Edebiyat Yazıları İncelemesi - Şahsi Yorumlar
Podcast: Edebiyat Yazıları, Theodor W. Adorno: Podcasti dinlemek için YouTube linki: https://youtu.be/RBUlppRNrSQ Merhaba kitapçokseverler. Bu bölümümüzde Frankfurt Okulu temsilcilerinden Theodor W. Adorno'nun "Huxley ve Ütopya", "Kültürel Eleştiri ve Toplum", "Biçim Olarak Deneme" makalelerinin yanı sıra Balzac, Proust, Hegel, Marx, Nietzsche ve Freud'a dair düşüncelerini aktardığı Edebiyat Yazıları kitabını konuşuyoruz. Keyifli dinlemeleriniz olması dileğiyle. (Okur Sohbetleri)
Edebiyat Yazıları PDF indirme linki var mı?
Theodor W. Adorno - Edebiyat Yazıları kitabı için internette en çok yapılan aramalardan birisi de Edebiyat Yazıları PDF linkidir. İnternette ücretli olarak satılan çoğu kitabın PDFleri bulunmaktadır. Ancak bu PDF'leri yasal olmayan yollarla indirmek ve kullanmak hem yasalara hem de ahlaka aykırıdır. Yayın evlerinin sitesinden PDF satılıyorsa indirebilirsiniz.
Kitabın Yazarı Theodor W. Adorno Kimdir?
Theodor W. Adorno (Theodor Ludwig Wiesengrund-Adorno), 11 Eylül 1903 yılında Frankfurt am Main'de doğmuş ve 6 Ağustos 1969'da İsviçre Visp, Visp, Valais, İsviçre'de bir klinikte hayata gözlerini yummuş Alman felsefeci, toplumbilimci, bestekâr ve müzikbilimci.
Adorno, sosyoloji ve felsefe profesörüydü. Aynı zamanda kompozitörlük de yapan bir müzikolog ve eleştirmendi. Düşüncelerinin ağırlık noktası toplumsal kritiğin bütününü oluşturduğundan bir toplum bilimci olarak da anılır.

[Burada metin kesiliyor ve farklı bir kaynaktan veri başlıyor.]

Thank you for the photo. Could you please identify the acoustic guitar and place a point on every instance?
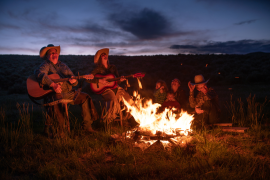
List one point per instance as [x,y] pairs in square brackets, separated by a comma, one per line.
[37,92]
[100,88]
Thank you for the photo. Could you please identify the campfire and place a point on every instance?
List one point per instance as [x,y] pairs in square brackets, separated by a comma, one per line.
[166,128]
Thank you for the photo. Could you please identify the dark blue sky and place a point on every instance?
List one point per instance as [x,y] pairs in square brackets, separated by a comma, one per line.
[135,27]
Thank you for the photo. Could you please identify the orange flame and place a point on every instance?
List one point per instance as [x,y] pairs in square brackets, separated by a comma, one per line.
[148,118]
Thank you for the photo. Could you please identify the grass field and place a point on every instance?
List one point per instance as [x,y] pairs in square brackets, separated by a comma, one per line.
[26,153]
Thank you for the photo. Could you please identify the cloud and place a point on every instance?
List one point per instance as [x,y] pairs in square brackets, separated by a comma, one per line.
[228,47]
[246,22]
[145,24]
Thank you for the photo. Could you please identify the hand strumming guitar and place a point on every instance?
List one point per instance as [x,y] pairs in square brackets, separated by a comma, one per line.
[103,81]
[122,78]
[89,76]
[191,87]
[72,81]
[56,87]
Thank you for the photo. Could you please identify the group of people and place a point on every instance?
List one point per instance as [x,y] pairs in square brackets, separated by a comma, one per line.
[205,103]
[204,106]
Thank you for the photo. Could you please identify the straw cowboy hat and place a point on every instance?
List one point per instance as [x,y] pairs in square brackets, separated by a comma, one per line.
[199,79]
[43,50]
[99,52]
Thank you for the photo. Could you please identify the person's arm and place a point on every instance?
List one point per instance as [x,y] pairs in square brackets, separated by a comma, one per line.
[73,82]
[211,94]
[41,74]
[94,72]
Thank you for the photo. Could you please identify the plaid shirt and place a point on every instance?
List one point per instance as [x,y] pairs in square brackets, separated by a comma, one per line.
[159,97]
[47,68]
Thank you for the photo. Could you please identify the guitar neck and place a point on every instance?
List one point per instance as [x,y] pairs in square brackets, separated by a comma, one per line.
[117,79]
[66,79]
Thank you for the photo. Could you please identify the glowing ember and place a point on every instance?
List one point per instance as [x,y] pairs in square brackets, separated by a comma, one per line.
[151,121]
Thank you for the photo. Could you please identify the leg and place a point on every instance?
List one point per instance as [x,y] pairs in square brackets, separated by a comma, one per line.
[211,114]
[89,112]
[112,104]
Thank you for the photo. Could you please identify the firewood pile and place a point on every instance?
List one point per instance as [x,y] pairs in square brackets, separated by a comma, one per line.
[227,127]
[149,143]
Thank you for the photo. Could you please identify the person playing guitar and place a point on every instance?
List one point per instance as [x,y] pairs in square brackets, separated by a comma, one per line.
[112,94]
[52,65]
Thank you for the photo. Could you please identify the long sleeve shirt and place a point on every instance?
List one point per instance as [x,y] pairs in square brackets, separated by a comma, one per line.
[47,68]
[180,96]
[159,97]
[101,70]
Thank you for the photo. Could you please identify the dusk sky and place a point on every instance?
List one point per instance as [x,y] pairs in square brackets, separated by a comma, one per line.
[135,27]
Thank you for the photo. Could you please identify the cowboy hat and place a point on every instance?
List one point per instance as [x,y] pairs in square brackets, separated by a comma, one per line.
[99,52]
[43,50]
[199,79]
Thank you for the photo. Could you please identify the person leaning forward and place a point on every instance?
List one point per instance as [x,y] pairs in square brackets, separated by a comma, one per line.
[206,103]
[52,65]
[111,96]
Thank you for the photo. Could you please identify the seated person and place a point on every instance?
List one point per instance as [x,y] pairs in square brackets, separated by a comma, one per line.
[206,103]
[112,96]
[52,65]
[160,92]
[170,102]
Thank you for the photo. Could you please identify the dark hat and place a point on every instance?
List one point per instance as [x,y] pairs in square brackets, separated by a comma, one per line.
[199,79]
[43,50]
[99,52]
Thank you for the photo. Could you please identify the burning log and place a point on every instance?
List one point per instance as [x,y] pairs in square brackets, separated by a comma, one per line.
[223,124]
[235,129]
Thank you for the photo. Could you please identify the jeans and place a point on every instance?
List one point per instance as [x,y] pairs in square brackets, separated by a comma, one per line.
[88,113]
[112,101]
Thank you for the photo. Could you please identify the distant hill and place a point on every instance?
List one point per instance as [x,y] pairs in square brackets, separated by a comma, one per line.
[225,69]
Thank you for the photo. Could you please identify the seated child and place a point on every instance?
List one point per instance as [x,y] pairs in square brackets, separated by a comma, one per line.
[170,102]
[160,92]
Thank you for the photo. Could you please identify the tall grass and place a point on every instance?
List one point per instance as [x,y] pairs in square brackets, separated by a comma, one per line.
[27,155]
[249,113]
[14,134]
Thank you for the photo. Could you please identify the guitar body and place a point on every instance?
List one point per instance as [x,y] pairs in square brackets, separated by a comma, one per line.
[37,92]
[98,89]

Nesnel olanın özdeşleşmesindeki "düşüncenin ilk ortaya çıkış formu" onun ideoloji kritiğinin diyalektini temsil ederken aracı olmaya çalışarak paylaştığı görünen dolaysızlığın ki bütün aşamalarında yine kendine dağılan değişkenliği, doğru düzleminde aracısız olarak varlığını kabullenmeliydi. Sanki kendi içinde, mantık sınırlarını aşmadan gelinen felsefik bir kritik noktada istençle yoğrulmuş, geriye bakmadan objektif verilerle beslenerek sakinleştirici özellik taşıyan bir denemeyi, düşüncenin asıl çıktığı yerin dışına taşırmak gibi
Bir filozof ve toplum bilimci olarak Adorno'nun, Institut für Sozialforschung (Sosyal Araştırmalar Enstitüsü Frankfurt Okulu) 1950'lerdeki totaliter antisemitizm ve üniversite öğrenci hareketinin kültürel kimliği ve kritiği bağlamında bütün nesnelliğinde objektifleştrmeye çalıştığı "Vatandaşlığın körleşen birlikteliği"ndeki değerlendirmesi günümüzde önemini hâlâ yitirmemiş olması açısından önemlidir.
Diyalektik der Aufklärung (Aydınlanmanın Diyalektiği), Philosophische Fragmente (Felsefik Parçalar), 1947, Max Horkheimer ile beraber yapılmış, kültür endüstrisi üzerine başlık taşır, Minima Moralia Reflexionen aus dem beschädigten Leben 1951 (Asgari Etik, hasar görmüş yaşamdan yansımalar), Ästhetische Theorie (Estetik Teorisi) 1970 posthum, Modern Müziğin Felsefesi 1949, Otoriter Kişilik, (Adorno yönetiminde bir çalışma grubu tarafından 1950'de hazırlanmıştır), Negative Dialektik (Negatif Diyalektik) 1966'da yayınlanmış başlıca eserleridir.
Theodor W. Adorno Kitapları - Eserleri
- Kültür Endüstrisi - Kültür Yönetimi
- Aydınlanmanın Diyalektiği
- Sosyolojik Açılımlar
- Teori ve Pratik Üzerine Bir Tartışma (1956)
- Minima Moralia
- Ahlak Felsefesinin Sorunları
- Sahicilik Jargonu
- Otoritaryen Kişilik Üstüne
- Toplum Üzerine Yazılar
- Edebiyat Yazıları
- Walter Benjamin Üzerine
- Ernst Bloch’la Söyleşiler
- Rüya Kayıtları
- Estetik ve Politika
- Negatif Diyalektik
- Metafizik - Kavram ve Sorunlar
- Müzik Yazıları
- Yeni Sağ Radikalizmin Veçheleri
- The Culture Industry
Theodor W. Adorno Alıntıları - Sözleri
- İlgi duyduğu şeyden mahrum bırakılmış kişi kızgınlıkla kendini ilgilendirmeyen işlere karışır; herhangi bir dahli olmaması gereken konulara dair malumatla haset içinde mest olur. (Sahicilik Jargonu)
- Psikoloji, felaketleri düşleyenin onları arzuladığını bilir. Ama niye o kadar açgözlü bir hevesle gelip onu buluyorlardır? (Minima Moralia)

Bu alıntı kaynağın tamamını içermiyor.